Portsmouth’s demise is linked directly to overspending by Chelsea and Manchester City
It almost works as a neat image to point out that Premier League clubs wearing red – Manchester United and Liverpool – entered 2010 with serious debts, while those in blue – Chelsea and Manchester City – had their loans paid off by indulgent billionaires. That, though, leaves out the deep blues of Portsmouth, who limp on in a financial state more parlous than any Premier League club since Leeds United’s 2003 implosion.

The Premier League, led by its chief executive, Richard Scudamore, remains wedded to the dogma that its football clubs are not clubs but commercial companies with shares available for purchase by anybody. Scudamore presents this as a virtue, pointing to the huge investment which some buyers, most notably Roman Abramovich at Chelsea and Sheikh Mansour at City, have introduced.

Only a tiny fraction of that money has gone anywhere other than in increased wages for players: Chelsea reportedly breaking the £7.5million-a-year barrier for John Terry, City delivering £8m per annum to Robinho – who has been more sulky than silky during his stopover in rainy Manchester.

The free marketeers nevertheless argue that the owners’ investments have trickled down, delivering cash to clubs which have sold players to these two, a long chain which can be traced down the leagues. Yet that overlooks the fact that the excessive spending has inflated all transfer fees, and all wages, for all players, trickling right through the Premier League, Football League and even into semi-professional football. The sport is an intimately connected pyramid in which tiny slivers of superiority between exceptionally talented players are rewarded in millions.

Chelsea and City posted losses of £44m and £92m respectively for 2008-09 due to spending vastly more in players’ transfer fees and wages than they could afford without the financial backing of their owners.

Overspending on that dizzying scale is possible because their owners – both oil magnates, of dizzyingly different backgrounds – are prepared, for their own reasons, to pay for them. Yet there is a direct connection between the good times City fans are now expecting and the cracking up of Pompey. There, Harry Redknapp’s FA Cup win, as recent as May 2008, was attained with players such as Sol Campbell, Glen Johnson, Sylvain Distin, Niko Kranjcar, Pedro Mendes and Lassana Diarra – all now departed.

The club could not afford them without the financial support of owner Alexandre Gaydamak, which he withdrew after Wembley. Now Pompey hover around the knacker’s yard, struggling to pay the players who remain, while staring at insolvency which relegation to the Championship would surely precipitate.
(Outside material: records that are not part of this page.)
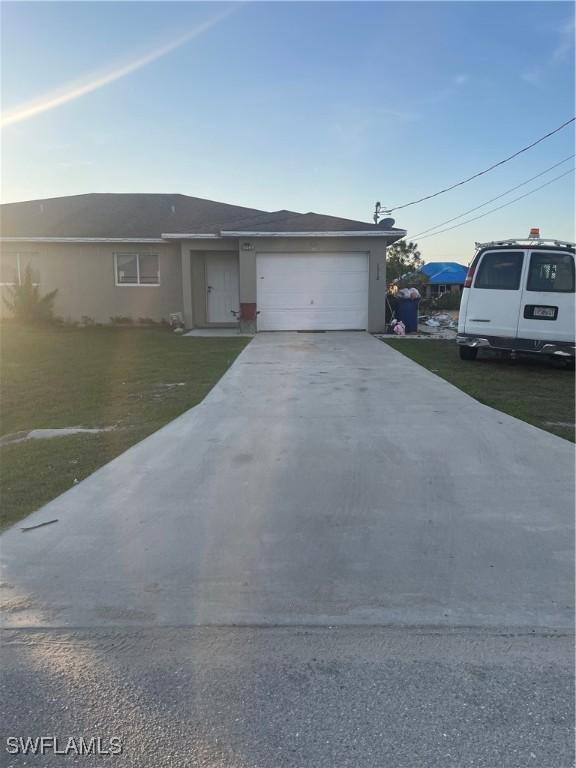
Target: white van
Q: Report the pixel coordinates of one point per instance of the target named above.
(519, 296)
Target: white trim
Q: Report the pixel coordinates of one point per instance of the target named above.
(370, 233)
(189, 236)
(18, 254)
(81, 240)
(137, 284)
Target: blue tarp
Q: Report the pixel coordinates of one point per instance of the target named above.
(444, 272)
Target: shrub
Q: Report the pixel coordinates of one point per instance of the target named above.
(25, 302)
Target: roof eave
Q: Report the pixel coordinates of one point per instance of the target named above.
(335, 233)
(42, 239)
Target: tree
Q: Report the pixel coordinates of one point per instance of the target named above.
(402, 258)
(26, 304)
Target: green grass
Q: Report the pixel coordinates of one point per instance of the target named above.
(532, 389)
(92, 377)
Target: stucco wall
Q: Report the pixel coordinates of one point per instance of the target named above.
(84, 275)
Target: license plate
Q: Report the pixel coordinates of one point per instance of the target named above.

Both Abramovich and Mansour have converted their loans to their clubs into shares – a permanent form of investment which looks far better than providing it as debt. Both clubs have committed not to overspend forever, though Chelsea’s former chief executive, Peter Kenyon, was forced to revise his deadline of this year for Chelsea to break even, partly due to Abramovich’s habit of firing managers and coaching staff with handsome compensation packages.

City have pledged to become “sustainable”, with Graham Wallace, their chief financial and administration officer, saying the 2008-09 loss represents City “in investment mode”. Certainly, the club cannot be expected to sign players with quite the frenzy they did in Mansour’s first year, but Wallace would still not define what they mean by “sustainable”, nor would he put a date on it.

The Premier League’s relaxed, free-market attitude to the random nature of English football’s club car boot sale means that no owner has anything to fear as long as they can maintain the club in whatever financial state they are running it.

But for Chelsea and City there is an emerging threat to the owners’ subsidies – or welcome discipline, depending on your point of view.

Michel Platini has wrestled since he became UEFA’s president with his gut feeling that overspending is unsustainable and bad for football, and he has felt his way into deciding what to do about it. Last August, UEFA came up with “financial fair play”, approved by all its associations and affiliated club bodies, which means that, from 2013-14, clubs competing in UEFA competitions will have to be at break even and not reliant on funding from outside.

The details are being worked out at headache-inducing sessions in functional office rooms all over Europe, but the rule – in some form – is heading for the statute book. It is intended to mean that City and Chelsea will not be able to compete in the Champions League if Mansour and Abramovich are still needed to pay the wages.

Portsmouth, though, are unlikely to be affected. They will surely be a long, long way from European competition when any such rule does come into force.